Post-processing: still having more black insoluble solid on reaction round-bottomed flask wall, cooling to system, uses ammonia spirit
PH value is adjusted to 7-8, is extracted with ethyl acetate (30ml × 3), with anhydrous sodium sulfate drying after extract liquor suction filtered through kieselguhr, will be filtered
Liquid is evaporated, and obtains brown crude solid, crude product column chromatographic purifying, yield is about 0.5%.
Embodiment 7
(1) (2) are reacted with embodiment 1
(3) it feeds intake: the chloro- 4- of 2- (3- pyridyl group)-pyrimidine 1.91g, 3- amino -4- methylbenzene is added in reaction round-bottomed flask
Ethyl formate 2.15g (1:1.2), 500 μ l of catalyst acetic acid and solvent Isosorbide-5-Nitrae-dioxane 30ml, 110 DEG C of heating reflux reactions
TLC monitors raw material point still it is obvious that cannot react completely after 48h, and processing is reacted.
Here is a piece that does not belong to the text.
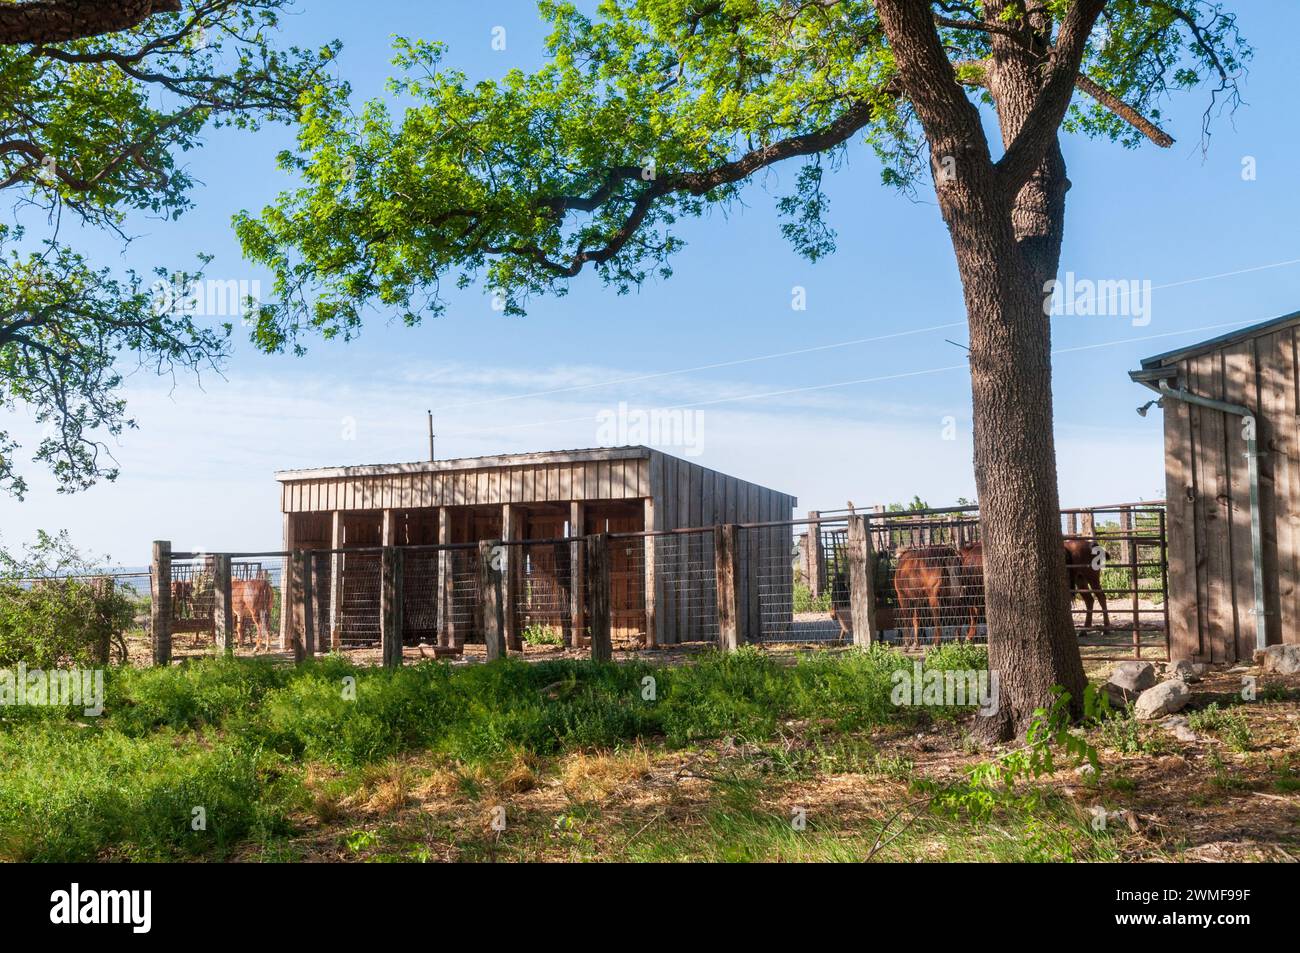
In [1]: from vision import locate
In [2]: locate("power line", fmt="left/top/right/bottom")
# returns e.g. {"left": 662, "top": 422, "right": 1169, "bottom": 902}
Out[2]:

Post-processing: having more black insoluble solid on reaction round-bottomed flask wall, cooling to system, with ammonia spirit tune
PH value is saved to 7-8, is extracted, is dried after extract liquor suction filtered through kieselguhr with anhydrous sodium sulfate, by filtrate with ethyl acetate (30ml × 3)
It is evaporated, obtains brown crude solid, crude product column chromatographic purifying, yield is about 1.0%.
Embodiment 8
(1) (2) are reacted with embodiment 1
(3) it feeds intake: the chloro- 4- of 2- (3- pyridyl group)-pyrimidine 1.91g, 3- amino -4- methylbenzene is added in reaction round-bottomed flask
Ethyl formate 2.15g (1:1.2), 500 μ l of catalyst methane sulfonic acid and solvent DMF 30ml, 140 DEG C of heating reflux reactions for 24 hours after
TLC monitoring raw material point disappears substantially, processing reaction.
Post-processing: having more black insoluble solid on reaction round-bottomed flask wall, cooling to system, with ammonia spirit tune
PH value is saved to 7-8, is extracted, is dried after extract liquor suction filtered through kieselguhr with anhydrous sodium sulfate, by filtrate with ethyl acetate (30ml × 3)
It is evaporated, obtains brown crude solid, crude product column chromatographic purifying, yield is about 2.5%.